O ponto alto da obra é atingida quando Machado de Assis cria uma relação entre o estudo da loucura e o poder político. Por momentos, a alienação colectiva parece ser o suporte quer do poder quer do contra-poder representado pelo barbeiro revoltoso, que se opõe à Câmara Municipal que apoiava o alienista.
O final do livro surpreende pela forma inteligente como o autor decide o destino do protagonista; isolado, ele é o único que pode provar a si próprio a validade das suas teorias. Faltava saber até que ponto as suas teorias não seriam, elas próprias, provenientes da sua loucura, em vez da razão. NA verdade, o estado de perfeição da mente humana, para o alienista, era o do “perfeito desequilíbrio”. Assim, ganhava lógica a atribuição do epíteto de louco àquele que apenas agisse segundo a razão :) …
Um aspecto impressionante do livro é o estilo de escrita do autor. Penso que poucos conseguiram exercitar a língua portuguesa de forma tão bela como o fez este brilhante escritor brasileiro. Veja-se, por exemplo, a musicalidade, a beleza, deste excerto: “Todo o tempo que lhe sobrava dos cuidados da Casa Verde, era pouco para andar na rua ou de casa em casa, conversando as gentes, sobre trinta mil assuntos, e virgulando as falas de um olhar que metia medo aos mais heróicos.”
Finalmente, uma nota para o fino sentido de humor de M. de Assis, que nos coloca um constante sorriso nos lábios, sem nunca cair na piada fácil que o tema sempre propicia ao escritor. Um livro importante na história da literatura de língua portuguesa, de leitura fácil e profunda, agradável e que nos propicia fortes motivos de reflexão.
Avaliação Pessoal: 9.5/10

9 comentários:

susemad disse...

Este livro é tão bom, mas tão bom! Uma pequena obra lirerária, mas tão grande e forte em sentido.
Ainda dei umas boas gargalhadas à conta deste "alienista". :D

Unknown disse...

é mesmo. Foi uma bela surpresa. É curioso: este livro foi-me aconselhado por alguém aqui no mundo dos blogues; mas não recordo quem...
O que mais me impressionou em relação a esse humor de que falas é que nuca cai na facilidade; era muito fácil fazer piadas sobre os disparates dos "loucos". Mas Machado de Assis não vai por aí...

susemad disse...

Na volta leste a minha opinião, Manuel e ficaste convencido! ;)
Não conheço muitos blogueiros que tenham lido este livro...
Também concordo. O humor dele é refinado. :)
Um abraço

Fefa Rodrigues disse...

Eu, brasleira que sou, fico muito feliz qd vejo que vcs leem obras de escritores brasileiros e que gostam!!!

Orgulhinho!!;o)

Fefa Rodrigues

Fefa Rodrigues disse...

Ah... tomei a liberdade de indicar a leitura do seu post em meu blog, td bem?

Fefa Rodrigues
http://apaixonadaporpapel.blogspot.com/

Unknown disse...

Tudo bem, Fefa. Eu é que agradeço :)
A literatura brasileira é muito apreciada em Portugal pelas obras de Jorge Amado, Erico Veríssimo, Ubaldo Ribeiro, Chico Buarque, etc. Mas penso que Machado de Assis é o verdadeiro génio da vossa literatura.

Cristina Torrão disse...

Muito interessante. "O estado de perfeição da mente humana, para o alienista, era o do “perfeito desequilíbrio”" - isto faz-me lembrar a teoria do caos que, simplificando, diz que toda a ordem advém do caos, o verdadeiro motor da vida.

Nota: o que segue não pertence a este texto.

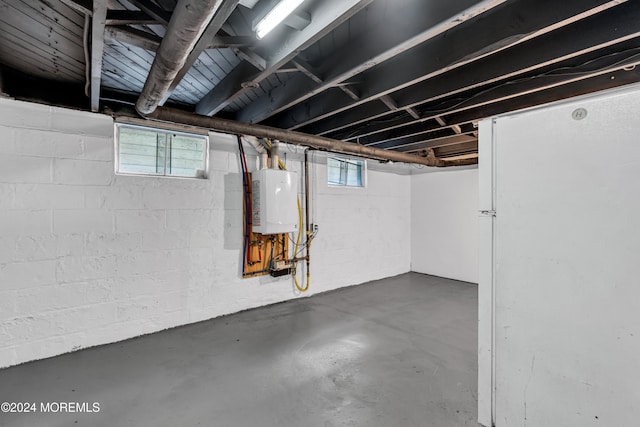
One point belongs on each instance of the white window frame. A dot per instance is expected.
(116, 138)
(363, 177)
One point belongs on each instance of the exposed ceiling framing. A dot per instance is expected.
(408, 76)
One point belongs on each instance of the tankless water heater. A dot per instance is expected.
(274, 201)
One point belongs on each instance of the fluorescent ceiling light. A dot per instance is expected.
(276, 16)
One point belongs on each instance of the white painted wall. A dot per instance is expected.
(88, 258)
(444, 223)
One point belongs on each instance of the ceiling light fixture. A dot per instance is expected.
(276, 16)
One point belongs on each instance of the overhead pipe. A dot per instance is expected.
(172, 115)
(188, 21)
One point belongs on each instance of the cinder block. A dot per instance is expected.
(164, 239)
(7, 139)
(99, 291)
(34, 142)
(69, 245)
(26, 329)
(83, 172)
(19, 275)
(165, 197)
(53, 297)
(139, 220)
(48, 347)
(142, 263)
(219, 160)
(112, 243)
(84, 268)
(18, 169)
(98, 148)
(206, 238)
(25, 223)
(7, 196)
(82, 220)
(7, 305)
(83, 318)
(114, 197)
(7, 248)
(187, 220)
(35, 248)
(48, 196)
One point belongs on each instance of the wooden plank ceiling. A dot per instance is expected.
(404, 75)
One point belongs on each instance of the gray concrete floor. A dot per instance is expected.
(392, 353)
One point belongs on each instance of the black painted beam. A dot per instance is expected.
(480, 40)
(403, 25)
(613, 27)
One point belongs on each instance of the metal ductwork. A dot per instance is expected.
(173, 115)
(188, 21)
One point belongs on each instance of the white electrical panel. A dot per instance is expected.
(274, 202)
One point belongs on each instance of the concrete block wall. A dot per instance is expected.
(88, 257)
(444, 224)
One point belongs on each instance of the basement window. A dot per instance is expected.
(157, 152)
(345, 172)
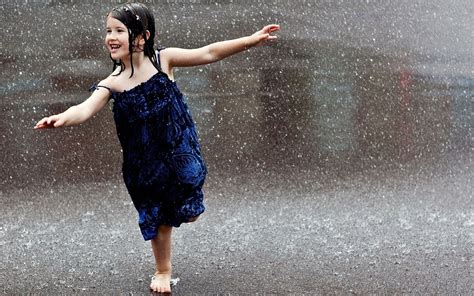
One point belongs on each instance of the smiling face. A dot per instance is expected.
(116, 39)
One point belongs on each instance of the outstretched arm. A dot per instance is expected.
(77, 114)
(179, 57)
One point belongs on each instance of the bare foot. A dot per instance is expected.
(160, 283)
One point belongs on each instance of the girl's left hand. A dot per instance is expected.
(264, 34)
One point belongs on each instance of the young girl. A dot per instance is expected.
(162, 168)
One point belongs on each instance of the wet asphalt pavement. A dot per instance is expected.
(385, 231)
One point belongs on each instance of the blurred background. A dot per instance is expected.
(349, 86)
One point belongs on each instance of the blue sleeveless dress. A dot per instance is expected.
(163, 168)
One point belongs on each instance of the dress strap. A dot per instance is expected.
(158, 56)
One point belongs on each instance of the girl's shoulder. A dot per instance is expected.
(112, 81)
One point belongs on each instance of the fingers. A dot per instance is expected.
(49, 122)
(271, 28)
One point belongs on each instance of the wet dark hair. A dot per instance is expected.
(138, 19)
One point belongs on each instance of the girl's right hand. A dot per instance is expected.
(52, 121)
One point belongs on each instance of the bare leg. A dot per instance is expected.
(161, 246)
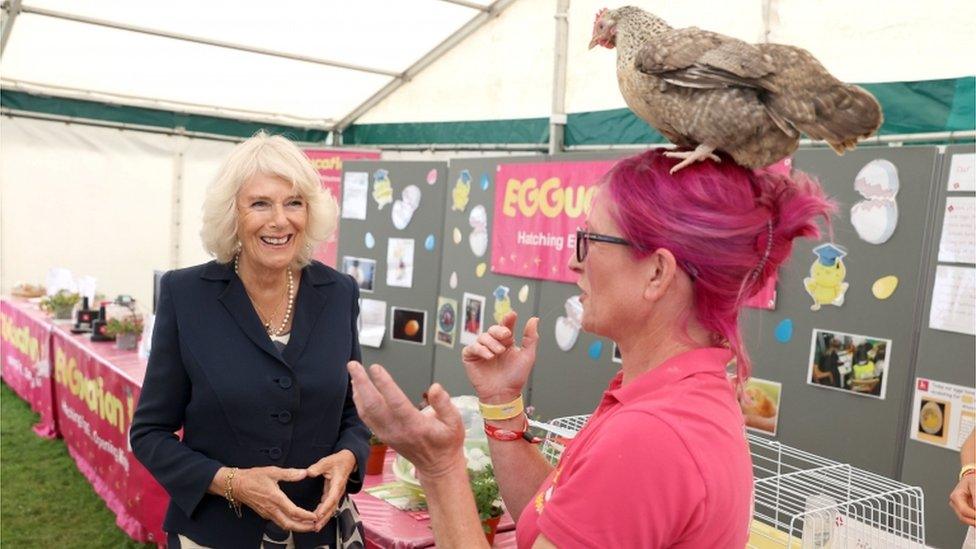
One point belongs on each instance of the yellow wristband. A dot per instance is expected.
(968, 468)
(502, 411)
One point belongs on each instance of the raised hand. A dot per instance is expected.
(431, 441)
(498, 367)
(258, 488)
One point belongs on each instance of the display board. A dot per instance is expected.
(391, 239)
(943, 356)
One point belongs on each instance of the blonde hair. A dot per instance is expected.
(270, 155)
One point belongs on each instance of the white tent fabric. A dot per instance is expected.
(503, 70)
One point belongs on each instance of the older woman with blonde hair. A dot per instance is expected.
(248, 359)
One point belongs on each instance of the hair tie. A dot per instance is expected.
(769, 248)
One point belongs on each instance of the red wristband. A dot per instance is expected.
(507, 435)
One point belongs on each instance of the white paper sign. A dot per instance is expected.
(355, 188)
(943, 414)
(954, 300)
(958, 242)
(372, 322)
(962, 172)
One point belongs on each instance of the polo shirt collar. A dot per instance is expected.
(707, 359)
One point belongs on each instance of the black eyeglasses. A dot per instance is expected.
(583, 238)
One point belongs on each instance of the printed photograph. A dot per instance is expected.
(474, 315)
(849, 362)
(409, 325)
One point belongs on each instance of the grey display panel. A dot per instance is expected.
(942, 356)
(410, 364)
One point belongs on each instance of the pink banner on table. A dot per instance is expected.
(537, 210)
(328, 162)
(25, 345)
(96, 390)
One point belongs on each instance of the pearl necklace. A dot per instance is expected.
(272, 332)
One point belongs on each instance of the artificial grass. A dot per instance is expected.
(44, 499)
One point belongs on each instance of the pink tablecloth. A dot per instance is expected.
(25, 359)
(388, 527)
(96, 389)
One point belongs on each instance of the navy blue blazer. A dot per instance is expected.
(214, 372)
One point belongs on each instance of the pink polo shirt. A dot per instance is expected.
(663, 462)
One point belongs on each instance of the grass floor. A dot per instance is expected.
(44, 499)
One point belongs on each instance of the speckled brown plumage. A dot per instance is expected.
(751, 101)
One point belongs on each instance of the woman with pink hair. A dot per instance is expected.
(665, 263)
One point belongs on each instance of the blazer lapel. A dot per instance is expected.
(235, 299)
(309, 306)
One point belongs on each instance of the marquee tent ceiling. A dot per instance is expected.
(308, 63)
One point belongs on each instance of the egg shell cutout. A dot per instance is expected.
(595, 349)
(884, 287)
(566, 333)
(875, 218)
(478, 240)
(784, 330)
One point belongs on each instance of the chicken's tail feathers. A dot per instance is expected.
(845, 115)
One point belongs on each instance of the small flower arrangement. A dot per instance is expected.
(131, 324)
(60, 304)
(485, 491)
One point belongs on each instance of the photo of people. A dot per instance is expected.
(474, 314)
(760, 405)
(849, 362)
(362, 270)
(409, 325)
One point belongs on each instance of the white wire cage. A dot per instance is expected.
(802, 500)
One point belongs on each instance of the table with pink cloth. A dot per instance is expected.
(25, 359)
(389, 527)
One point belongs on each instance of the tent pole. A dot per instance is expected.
(494, 9)
(13, 10)
(557, 119)
(205, 41)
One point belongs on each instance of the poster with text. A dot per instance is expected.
(538, 208)
(328, 163)
(943, 414)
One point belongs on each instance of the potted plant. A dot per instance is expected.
(377, 456)
(487, 500)
(60, 304)
(126, 331)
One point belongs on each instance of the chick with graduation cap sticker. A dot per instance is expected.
(826, 281)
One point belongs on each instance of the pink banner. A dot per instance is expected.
(25, 333)
(328, 162)
(96, 390)
(537, 210)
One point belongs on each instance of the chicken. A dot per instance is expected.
(708, 92)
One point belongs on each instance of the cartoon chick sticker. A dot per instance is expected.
(826, 281)
(461, 192)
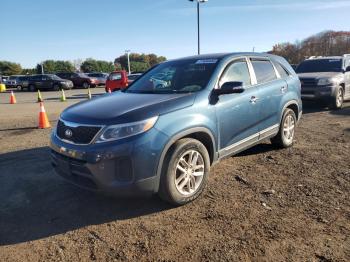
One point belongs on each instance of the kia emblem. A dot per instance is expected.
(68, 133)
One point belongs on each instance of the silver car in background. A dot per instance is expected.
(17, 81)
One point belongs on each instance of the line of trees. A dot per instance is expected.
(138, 63)
(327, 43)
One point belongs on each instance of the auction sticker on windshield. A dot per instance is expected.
(206, 61)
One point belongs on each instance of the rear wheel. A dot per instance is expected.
(185, 172)
(338, 100)
(285, 136)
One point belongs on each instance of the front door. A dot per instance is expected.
(271, 89)
(238, 114)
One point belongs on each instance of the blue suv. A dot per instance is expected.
(163, 135)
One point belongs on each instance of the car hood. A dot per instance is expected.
(120, 107)
(319, 75)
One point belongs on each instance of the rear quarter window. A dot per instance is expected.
(281, 70)
(264, 71)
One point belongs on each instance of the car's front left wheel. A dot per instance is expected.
(185, 172)
(286, 133)
(338, 99)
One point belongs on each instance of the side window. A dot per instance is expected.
(281, 70)
(115, 76)
(347, 62)
(237, 72)
(264, 71)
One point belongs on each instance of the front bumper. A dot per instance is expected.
(323, 93)
(124, 168)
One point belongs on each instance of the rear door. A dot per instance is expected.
(238, 114)
(46, 82)
(271, 90)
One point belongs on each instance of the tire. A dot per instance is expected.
(338, 99)
(31, 88)
(178, 184)
(285, 136)
(86, 85)
(56, 87)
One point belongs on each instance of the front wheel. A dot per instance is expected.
(338, 100)
(56, 87)
(285, 136)
(32, 88)
(185, 172)
(86, 85)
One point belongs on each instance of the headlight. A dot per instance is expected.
(116, 132)
(324, 82)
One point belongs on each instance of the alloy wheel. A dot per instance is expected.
(189, 172)
(288, 128)
(339, 99)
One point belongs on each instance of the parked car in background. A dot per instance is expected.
(133, 77)
(17, 81)
(146, 140)
(325, 79)
(116, 81)
(79, 79)
(4, 79)
(48, 82)
(101, 77)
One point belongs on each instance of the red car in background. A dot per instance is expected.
(117, 80)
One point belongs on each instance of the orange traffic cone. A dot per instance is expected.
(13, 98)
(43, 120)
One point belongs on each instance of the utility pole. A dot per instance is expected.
(198, 23)
(128, 55)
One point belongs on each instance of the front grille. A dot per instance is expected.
(79, 134)
(308, 82)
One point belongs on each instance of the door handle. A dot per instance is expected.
(253, 99)
(283, 89)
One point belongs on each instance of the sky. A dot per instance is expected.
(37, 30)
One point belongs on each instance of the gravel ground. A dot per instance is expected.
(261, 205)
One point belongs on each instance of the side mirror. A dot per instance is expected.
(229, 88)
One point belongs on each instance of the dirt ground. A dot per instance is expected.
(262, 205)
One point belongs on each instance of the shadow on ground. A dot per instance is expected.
(36, 203)
(314, 107)
(258, 149)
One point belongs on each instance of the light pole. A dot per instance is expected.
(198, 27)
(128, 54)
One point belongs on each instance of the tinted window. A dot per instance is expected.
(115, 76)
(264, 71)
(178, 76)
(237, 72)
(133, 77)
(36, 77)
(320, 65)
(281, 70)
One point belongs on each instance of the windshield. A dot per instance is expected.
(181, 76)
(320, 65)
(54, 77)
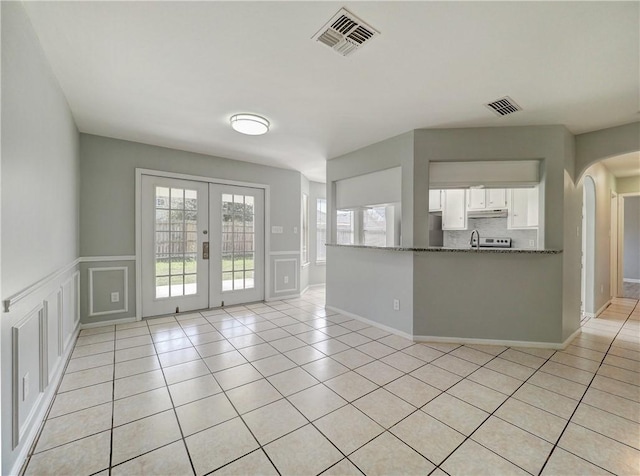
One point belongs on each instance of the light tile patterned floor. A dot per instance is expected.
(291, 388)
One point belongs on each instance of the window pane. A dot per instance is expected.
(190, 263)
(227, 281)
(177, 285)
(374, 226)
(177, 265)
(162, 287)
(344, 227)
(162, 265)
(190, 284)
(162, 197)
(162, 220)
(227, 262)
(190, 200)
(238, 280)
(249, 282)
(177, 198)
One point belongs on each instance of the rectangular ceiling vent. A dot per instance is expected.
(345, 33)
(504, 106)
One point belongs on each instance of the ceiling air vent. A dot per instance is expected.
(504, 106)
(345, 33)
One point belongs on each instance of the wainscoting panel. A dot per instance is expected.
(40, 329)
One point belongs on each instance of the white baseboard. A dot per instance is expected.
(45, 405)
(506, 343)
(280, 298)
(372, 323)
(599, 311)
(89, 325)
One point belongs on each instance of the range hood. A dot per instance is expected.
(487, 213)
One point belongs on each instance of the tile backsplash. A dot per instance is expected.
(490, 227)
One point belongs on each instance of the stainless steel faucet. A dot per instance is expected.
(477, 242)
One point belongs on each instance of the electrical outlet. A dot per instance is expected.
(25, 386)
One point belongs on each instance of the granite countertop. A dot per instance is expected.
(440, 249)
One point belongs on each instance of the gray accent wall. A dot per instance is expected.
(107, 207)
(631, 269)
(40, 233)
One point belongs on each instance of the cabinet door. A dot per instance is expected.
(454, 215)
(496, 198)
(435, 200)
(477, 199)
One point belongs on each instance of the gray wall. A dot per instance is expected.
(632, 238)
(40, 189)
(39, 161)
(365, 282)
(488, 296)
(592, 147)
(107, 207)
(317, 271)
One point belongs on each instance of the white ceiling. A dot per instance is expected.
(172, 73)
(627, 165)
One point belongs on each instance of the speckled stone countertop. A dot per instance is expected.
(439, 249)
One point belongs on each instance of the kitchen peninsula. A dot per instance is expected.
(507, 296)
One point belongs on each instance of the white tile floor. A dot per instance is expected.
(291, 388)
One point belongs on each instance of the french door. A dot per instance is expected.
(202, 245)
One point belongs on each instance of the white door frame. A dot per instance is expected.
(621, 199)
(138, 204)
(588, 245)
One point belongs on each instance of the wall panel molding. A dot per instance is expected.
(280, 262)
(125, 294)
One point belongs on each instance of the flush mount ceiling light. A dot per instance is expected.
(249, 124)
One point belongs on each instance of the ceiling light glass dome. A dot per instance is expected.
(249, 124)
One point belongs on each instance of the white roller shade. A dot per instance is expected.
(498, 173)
(375, 188)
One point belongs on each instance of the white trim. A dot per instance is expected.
(275, 271)
(94, 259)
(506, 343)
(599, 311)
(125, 293)
(282, 298)
(373, 323)
(16, 298)
(90, 325)
(44, 404)
(460, 340)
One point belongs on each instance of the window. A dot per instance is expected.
(345, 227)
(305, 228)
(374, 227)
(321, 229)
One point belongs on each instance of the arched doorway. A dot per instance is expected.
(588, 246)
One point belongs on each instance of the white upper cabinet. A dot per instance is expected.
(435, 200)
(496, 198)
(477, 199)
(454, 213)
(523, 208)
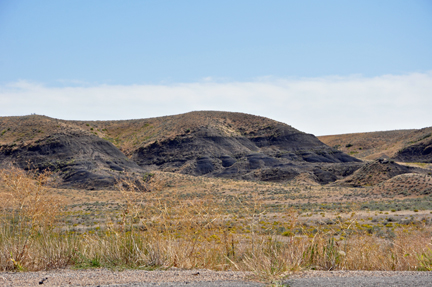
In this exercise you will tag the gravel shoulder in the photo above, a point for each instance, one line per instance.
(134, 278)
(106, 277)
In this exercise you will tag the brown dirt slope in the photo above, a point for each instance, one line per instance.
(210, 143)
(405, 184)
(375, 172)
(402, 145)
(82, 159)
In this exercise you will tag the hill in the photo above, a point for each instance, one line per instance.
(401, 145)
(210, 143)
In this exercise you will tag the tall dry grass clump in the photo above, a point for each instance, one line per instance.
(162, 228)
(29, 213)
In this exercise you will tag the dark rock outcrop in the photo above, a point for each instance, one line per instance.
(418, 152)
(80, 159)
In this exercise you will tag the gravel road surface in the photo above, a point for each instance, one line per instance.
(206, 278)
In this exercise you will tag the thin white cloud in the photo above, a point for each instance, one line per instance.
(327, 105)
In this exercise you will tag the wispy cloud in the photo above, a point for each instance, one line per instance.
(326, 105)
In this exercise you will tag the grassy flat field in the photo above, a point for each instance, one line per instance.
(271, 229)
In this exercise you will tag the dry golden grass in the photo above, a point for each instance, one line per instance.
(167, 228)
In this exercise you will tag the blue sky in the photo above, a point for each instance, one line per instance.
(199, 52)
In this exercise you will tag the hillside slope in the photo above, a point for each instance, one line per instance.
(82, 159)
(402, 145)
(215, 144)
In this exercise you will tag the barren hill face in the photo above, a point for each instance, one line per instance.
(220, 144)
(401, 145)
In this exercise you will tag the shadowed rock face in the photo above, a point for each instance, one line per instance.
(83, 161)
(213, 144)
(278, 155)
(420, 152)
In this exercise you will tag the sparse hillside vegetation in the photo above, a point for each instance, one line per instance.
(374, 145)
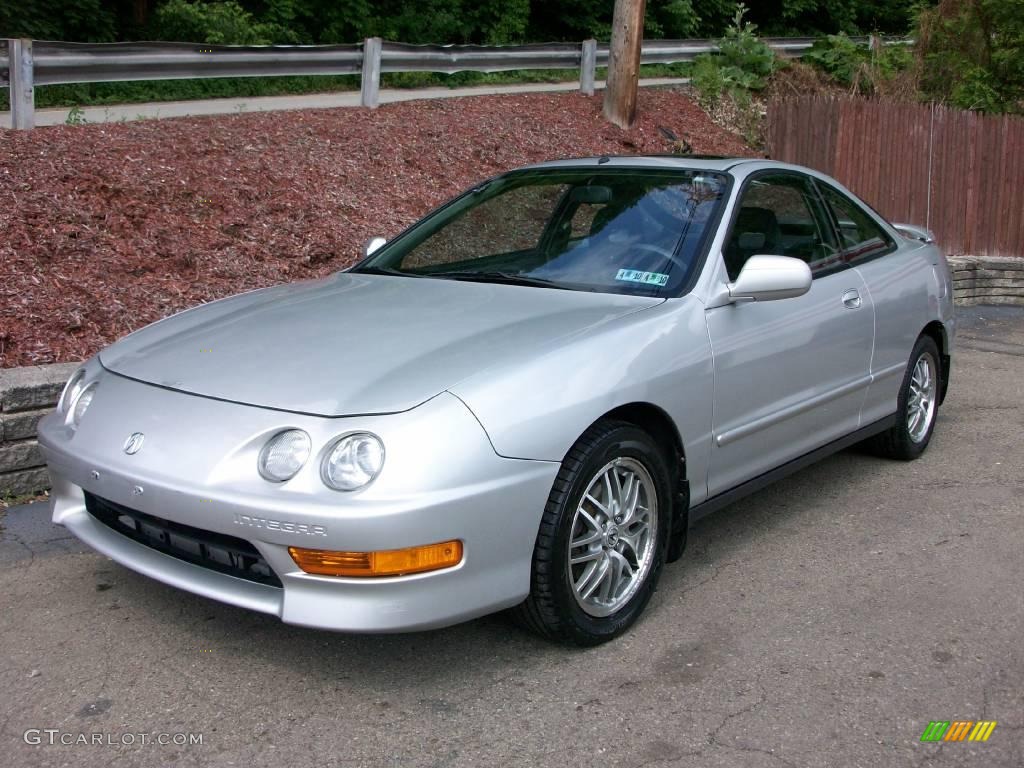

P.S. Gostei da sugestão para a 9ª leitura conjunta do Destante. Vou tentar adquirir o livro, para participar, afinal, trata-se de um romance histórico ;)

Kézia Lôbo disse...

GOsto dessa obra, ja li duas vezes! Machado de Assis é um dos meus autores clássicos favoritos, já li quase todas as obras dele, faltam algumas, que quero ler! Otima dica!

Unknown disse...

Olá Cristina
desde Dostoievski que alguns escritores vêem mostrando que a anormalidade faz parte do âmago da nossa alma. A normalidade é um conjunto de normas interiores ou exteriormente impostas destinadas a dar uma formatação à alma que não é, de todo, natural. Daí a loucura do ser normal...
Quanto ao livro do Destante, é um romance histórico tão diferente dos de Cristina Torrão :) Não é melhor nem pior, a diferença está nos tons das cores da escrita :)
Mas vais gostar!

Kézia, hoje fiquei decepcionado quando numa reportagem a propósito do Rock in Rio, umas jovens brasileiras nunca tinham ouvido falar de Rui Veloso... acho que nós conhecemos melhor o Brasil do que o Brasil nos conhece a nós... Machado de Assis é muito, muito, apreciado em Portugal.